Most gold diggers will tell you that gold and silver has always been an underrated commodity. In fact, a recent rumor has it that a reserve of the metal may be about to run out before the year is out. Keeping abreast of the gold dust is no small feat. Fortunately, the US and Chinese governments have a combined arsenal of mercenaries. Not to mention that a few hundred billion dollars worth of bullion can be thrown around to boot. Those who have been paying attention may be able to snag some of the best deals in town. If you can withstand the cold and have a bit of luck, the reward is well rewarded.

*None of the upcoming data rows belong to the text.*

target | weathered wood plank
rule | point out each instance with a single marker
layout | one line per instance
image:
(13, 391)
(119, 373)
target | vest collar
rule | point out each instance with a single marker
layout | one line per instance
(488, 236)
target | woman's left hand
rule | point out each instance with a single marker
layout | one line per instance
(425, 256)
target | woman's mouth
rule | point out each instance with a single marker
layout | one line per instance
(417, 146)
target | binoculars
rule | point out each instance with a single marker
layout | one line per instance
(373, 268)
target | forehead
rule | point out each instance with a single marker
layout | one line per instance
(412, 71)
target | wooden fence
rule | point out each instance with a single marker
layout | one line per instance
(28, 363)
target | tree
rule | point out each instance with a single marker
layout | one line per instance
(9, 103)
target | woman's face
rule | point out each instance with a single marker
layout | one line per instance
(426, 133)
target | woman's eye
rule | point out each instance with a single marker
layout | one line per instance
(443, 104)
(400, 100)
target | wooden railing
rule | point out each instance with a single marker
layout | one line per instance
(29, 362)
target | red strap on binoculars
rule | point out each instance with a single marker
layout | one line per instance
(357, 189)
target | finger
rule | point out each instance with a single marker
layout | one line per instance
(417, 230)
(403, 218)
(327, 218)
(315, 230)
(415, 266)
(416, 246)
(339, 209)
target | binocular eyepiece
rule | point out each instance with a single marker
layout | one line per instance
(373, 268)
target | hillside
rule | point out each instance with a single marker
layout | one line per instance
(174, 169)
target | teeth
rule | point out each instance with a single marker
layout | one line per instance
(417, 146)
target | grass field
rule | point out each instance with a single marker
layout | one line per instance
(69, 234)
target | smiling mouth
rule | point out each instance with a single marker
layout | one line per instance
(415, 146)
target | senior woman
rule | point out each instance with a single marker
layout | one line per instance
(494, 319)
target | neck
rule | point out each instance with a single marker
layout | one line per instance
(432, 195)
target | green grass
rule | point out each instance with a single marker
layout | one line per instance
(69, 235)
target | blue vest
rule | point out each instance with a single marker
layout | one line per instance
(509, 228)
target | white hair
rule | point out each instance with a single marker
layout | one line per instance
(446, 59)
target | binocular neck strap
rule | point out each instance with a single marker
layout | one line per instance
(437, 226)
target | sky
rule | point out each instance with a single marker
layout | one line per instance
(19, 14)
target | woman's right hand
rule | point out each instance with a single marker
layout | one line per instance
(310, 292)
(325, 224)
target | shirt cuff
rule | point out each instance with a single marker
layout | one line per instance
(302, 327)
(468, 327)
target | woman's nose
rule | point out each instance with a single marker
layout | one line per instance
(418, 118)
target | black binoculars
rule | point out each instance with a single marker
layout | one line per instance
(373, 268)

Besides, who knows, you may just be next in line for that coveted promotion.
Impact on China’s monetary system
Silver in China made a significant contribution to the monetization of the economy during the fifteenth and seventeenth centuries. As a result, there were two periods of equal silver/gold exchange ratios in China before any could do a gold IRA review. These were the Ming dynasty and the early part of the eighteenth century.
The price of silver in China, relative to the international market, rose rapidly as the price of gold fell in the sixteenth and seventeenth centuries. This resulted in an excess supply of silver that was used to produce arbitrage profits.

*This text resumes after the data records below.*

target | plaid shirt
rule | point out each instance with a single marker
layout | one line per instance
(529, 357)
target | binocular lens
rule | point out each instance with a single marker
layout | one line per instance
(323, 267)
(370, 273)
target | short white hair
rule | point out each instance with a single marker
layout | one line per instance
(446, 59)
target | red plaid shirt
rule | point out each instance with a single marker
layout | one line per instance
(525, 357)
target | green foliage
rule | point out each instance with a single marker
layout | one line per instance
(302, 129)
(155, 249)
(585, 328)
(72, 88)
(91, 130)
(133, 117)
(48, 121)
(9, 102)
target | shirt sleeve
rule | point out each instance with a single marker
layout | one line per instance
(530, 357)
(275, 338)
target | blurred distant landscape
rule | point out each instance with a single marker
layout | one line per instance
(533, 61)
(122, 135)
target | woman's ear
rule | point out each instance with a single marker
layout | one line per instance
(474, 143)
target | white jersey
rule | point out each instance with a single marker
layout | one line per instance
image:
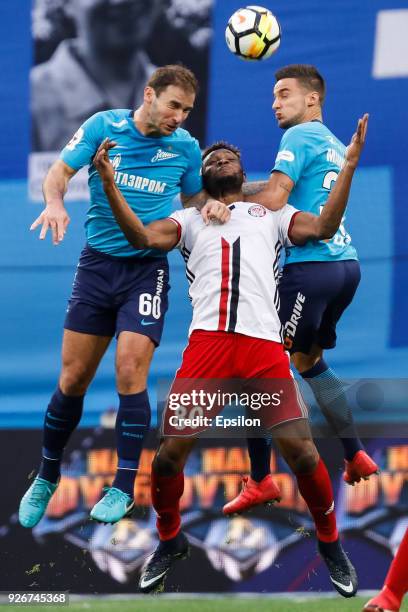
(233, 268)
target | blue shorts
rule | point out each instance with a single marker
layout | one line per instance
(313, 296)
(114, 294)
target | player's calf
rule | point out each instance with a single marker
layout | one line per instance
(360, 467)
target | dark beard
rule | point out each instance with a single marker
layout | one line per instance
(221, 186)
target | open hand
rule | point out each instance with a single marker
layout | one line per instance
(102, 162)
(214, 210)
(54, 218)
(356, 145)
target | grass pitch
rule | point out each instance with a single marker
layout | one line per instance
(233, 604)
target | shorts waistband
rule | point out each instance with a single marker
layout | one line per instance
(132, 258)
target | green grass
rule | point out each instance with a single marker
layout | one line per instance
(234, 604)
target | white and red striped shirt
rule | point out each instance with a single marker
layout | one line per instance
(233, 268)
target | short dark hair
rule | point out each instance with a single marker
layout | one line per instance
(307, 75)
(221, 144)
(173, 74)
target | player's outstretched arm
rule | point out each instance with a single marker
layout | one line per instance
(307, 226)
(272, 194)
(54, 216)
(210, 209)
(161, 234)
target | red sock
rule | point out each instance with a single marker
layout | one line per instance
(317, 492)
(166, 493)
(397, 577)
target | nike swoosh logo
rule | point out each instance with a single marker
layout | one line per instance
(55, 418)
(348, 588)
(124, 424)
(146, 583)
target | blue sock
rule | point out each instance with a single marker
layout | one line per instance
(132, 424)
(259, 450)
(329, 393)
(62, 417)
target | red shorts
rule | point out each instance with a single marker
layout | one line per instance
(217, 364)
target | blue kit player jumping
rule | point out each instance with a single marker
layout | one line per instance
(117, 291)
(319, 279)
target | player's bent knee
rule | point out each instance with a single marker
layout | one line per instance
(74, 381)
(303, 362)
(168, 463)
(131, 371)
(301, 456)
(306, 462)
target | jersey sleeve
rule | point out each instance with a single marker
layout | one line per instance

A sharp fall in the world price of silver brought this process to an end. It also removed profits from the mining of silver in the New World. During this time, Europe did not ship silver to East Asia. Rather, European merchants traveled to China and bought Chinese goods. They then paid tax payments in kind, rather than in cash.
When the international gold standard was established, China could not sustain remittances. This, combined with fiscal crises, caused printing of money. The early Ming government fought the monetization of silver.
Investment use of gold in China
Many investors believe that gold and silver are safe havens during times of economic instability. These commodities are not only sought by investment professionals, but also exchange traded funds and investors themselves. They are a hedge against inflation, political turmoil and climate change concerns.
During the COVID-19 pandemic, many financial markets faced severe devastation. The loss of money supply and the lack of tax income made the government unable to pay for military campaigns. This caused the oil price to collapse. In turn, the economy was weakened and the global demand for commodities decreased. Despite these problems, the financial market rebounded.
In the aftermath of the outbreak, investors searched for safe haven assets. However, uncertainty about the nature of the pandemic made investors unsure whether these protective assets would be effective.
As a result, investors moved holdings to safe haven assets such as gold and oil. This strategy increased the risk-adjusted return performance of portfolios during the outbreak.